Batch mode processes an entire B dataset against a pre-indexed A pool in a single pass. Run it with:
meld run --config config.yaml
Command flags
| Flag | Short | Description |
|---|---|---|
--config |
-c |
Path to YAML config file (required) |
--dry-run |
Validate config, load data, print what would be processed, then exit. No matching or output files. | |
--limit |
Process only the first N B records. Useful for quick sanity checks on large datasets. | |
--verbose |
-v |
Print job metadata, dataset paths, and threshold values at startup. |
Use --dry-run to validate the config and print what would be processed
without actually running. Use --limit N to process only the first N
B records (useful for quick sanity checks on large datasets).
Output files
When the job completes, the melder writes three output csvs (paths
configured in the output section):
| File | Contents |
|---|---|
results.csv |
Confirmed matches — pairs that scored at or above auto_match. Columns: a_id, b_id, score, classification, plus a per-field score column for each match field. |
review.csv |
Borderline pairs — scored between review_floor and auto_match. Same columns as results. These need a human decision. |
unmatched.csv |
B records that had no match above review_floor. Contains all original B-side fields so you can inspect what failed. |
The cross-map csv is also updated: every auto-matched pair is added so that re-running the job skips already-resolved records.
Stdout summary
A summary is printed to stdout at the end:
Batch matching complete:
Total B records: 1000
Skipped (crossmap): 0
Auto-matched: 712
Review: 138
No match: 150
Index build: 14.2s
Scoring time: 8.3s
Total elapsed:22.5s
Throughput: 120 records/sec
Output files:
results: output/results.csv (712 rows)
review: output/review.csv (138 rows)
unmatched: output/unmatched.csv (150 rows)

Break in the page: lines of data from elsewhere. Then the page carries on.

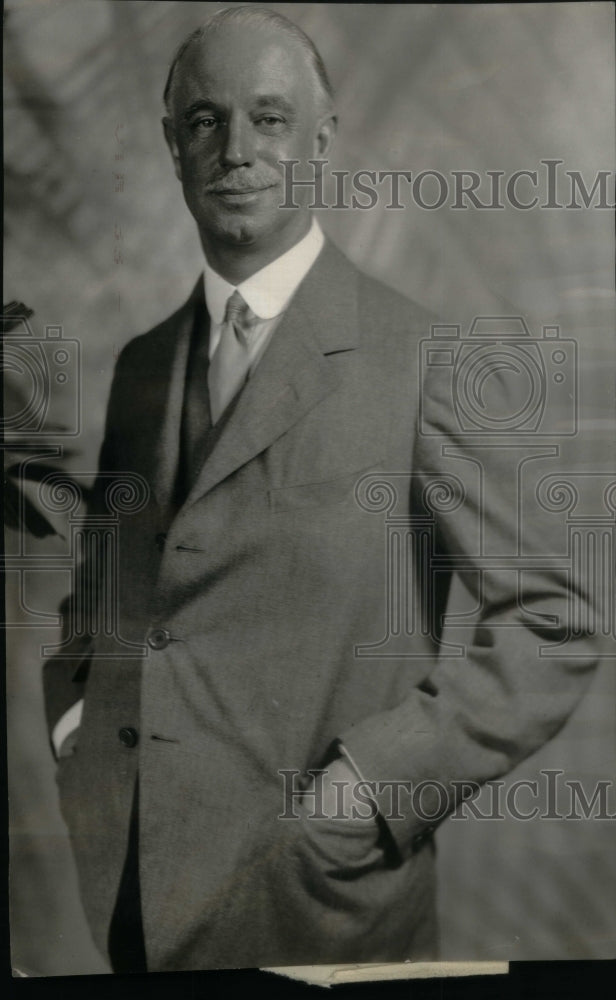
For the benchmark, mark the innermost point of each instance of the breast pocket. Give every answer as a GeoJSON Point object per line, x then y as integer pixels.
{"type": "Point", "coordinates": [323, 493]}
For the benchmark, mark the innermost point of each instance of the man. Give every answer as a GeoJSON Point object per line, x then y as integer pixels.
{"type": "Point", "coordinates": [253, 572]}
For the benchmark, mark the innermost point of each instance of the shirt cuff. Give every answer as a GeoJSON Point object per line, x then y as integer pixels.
{"type": "Point", "coordinates": [66, 725]}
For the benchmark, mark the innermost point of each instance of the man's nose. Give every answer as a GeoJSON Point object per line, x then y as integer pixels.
{"type": "Point", "coordinates": [238, 143]}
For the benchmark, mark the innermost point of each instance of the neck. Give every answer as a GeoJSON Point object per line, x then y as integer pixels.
{"type": "Point", "coordinates": [238, 262]}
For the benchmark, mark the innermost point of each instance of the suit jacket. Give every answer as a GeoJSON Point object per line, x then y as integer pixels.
{"type": "Point", "coordinates": [266, 598]}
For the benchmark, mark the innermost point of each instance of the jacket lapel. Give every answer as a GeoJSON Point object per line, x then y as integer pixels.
{"type": "Point", "coordinates": [171, 362]}
{"type": "Point", "coordinates": [294, 374]}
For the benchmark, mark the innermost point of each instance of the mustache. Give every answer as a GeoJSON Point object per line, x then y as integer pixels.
{"type": "Point", "coordinates": [241, 182]}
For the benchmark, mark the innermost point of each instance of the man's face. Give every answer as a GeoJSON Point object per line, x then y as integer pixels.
{"type": "Point", "coordinates": [244, 99]}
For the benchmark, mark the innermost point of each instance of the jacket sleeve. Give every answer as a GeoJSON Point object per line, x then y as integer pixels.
{"type": "Point", "coordinates": [475, 717]}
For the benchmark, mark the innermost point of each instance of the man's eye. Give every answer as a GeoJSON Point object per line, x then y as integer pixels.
{"type": "Point", "coordinates": [271, 121]}
{"type": "Point", "coordinates": [204, 123]}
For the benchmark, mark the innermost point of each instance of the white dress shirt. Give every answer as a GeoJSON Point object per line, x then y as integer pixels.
{"type": "Point", "coordinates": [267, 292]}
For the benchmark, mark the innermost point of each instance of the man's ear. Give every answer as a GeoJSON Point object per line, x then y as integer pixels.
{"type": "Point", "coordinates": [326, 133]}
{"type": "Point", "coordinates": [173, 146]}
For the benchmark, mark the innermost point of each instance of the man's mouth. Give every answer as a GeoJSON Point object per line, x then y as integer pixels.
{"type": "Point", "coordinates": [239, 192]}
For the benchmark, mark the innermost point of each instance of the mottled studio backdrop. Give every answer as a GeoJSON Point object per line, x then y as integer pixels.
{"type": "Point", "coordinates": [98, 240]}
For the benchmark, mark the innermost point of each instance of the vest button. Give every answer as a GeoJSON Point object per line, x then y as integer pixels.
{"type": "Point", "coordinates": [128, 737]}
{"type": "Point", "coordinates": [158, 638]}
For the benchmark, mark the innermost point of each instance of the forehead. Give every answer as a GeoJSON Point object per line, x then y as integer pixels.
{"type": "Point", "coordinates": [240, 63]}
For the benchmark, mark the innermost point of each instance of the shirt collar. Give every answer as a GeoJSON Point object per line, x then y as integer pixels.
{"type": "Point", "coordinates": [268, 291]}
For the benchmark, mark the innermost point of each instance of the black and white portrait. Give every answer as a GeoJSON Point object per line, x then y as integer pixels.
{"type": "Point", "coordinates": [310, 493]}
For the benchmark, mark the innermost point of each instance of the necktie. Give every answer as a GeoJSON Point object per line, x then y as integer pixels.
{"type": "Point", "coordinates": [231, 360]}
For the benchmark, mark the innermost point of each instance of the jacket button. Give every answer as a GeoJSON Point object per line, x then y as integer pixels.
{"type": "Point", "coordinates": [158, 638]}
{"type": "Point", "coordinates": [128, 737]}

SQLite batch mode (large datasets)
For datasets that exceed available RAM (e.g. 55M A records would need
~100 GB in memory), set batch.db_path to store records in SQLite
instead:
batch:
db_path: batch.db
The database is created fresh each run and deleted on completion — the source CSV files, crossmap.csv, and exclusions.csv (if configured) remain the only persistent state. Records are stored in columnar format (one column per field, no JSON serialization) for fast scoring. Data is loaded via streaming — only one 10K-record chunk is in memory at a time, regardless of dataset size.
Memory footprint
The memory footprint is approximately: sqlite_cache_mb + pool_size ×
pool_worker_cache_mb + BM25 index + blocking index (typically 10-12 GB
for a 55M-record dataset).
Configuration
batch:
db_path: batch.db # optional — triggers SQLite batch mode.
# The file is created fresh and deleted after the run.
# Default: not set (in-memory storage).
sqlite_read_pool_size: 8 # optional — read connection pool size.
# Default: num_cpus (matches Rayon parallelism).
sqlite_pool_worker_cache_mb: 128 # optional — page cache per read connection in MB.
# Total read cache = pool_size × this value.
# Default: 128.
sqlite_cache_mb: 64 # optional — write connection page cache in MB.
# Default: 64.
When to use SQLite batch mode
- Datasets larger than ~50% of available RAM (to avoid swap pressure)
- Any dataset where you want predictable, bounded memory usage
When to use in-memory batch mode (the default)
- Datasets that fit comfortably in RAM
- Maximum scoring throughput is needed (in-memory is ~1.6x faster)
Note: SQLite batch mode currently supports BM25 + fuzzy + exact scoring methods. Embedding-based scoring requires the in-memory path (embedding indices are held in RAM regardless of storage backend).
Data Formats
The melder reads CSV (default), JSONL/NDJSON, and Parquet files. The format is inferred from the file extension or can be set explicitly in the config:
datasets:
a:
path: data.jsonl
format: jsonl # csv, jsonl, ndjson, parquet
Parquet support requires a feature flag at build time:
cargo build --release --features parquet-format
All column types (string, integer, float, boolean) are converted to strings internally to provide a uniform interface across formats. Snappy-compressed Parquet files are supported.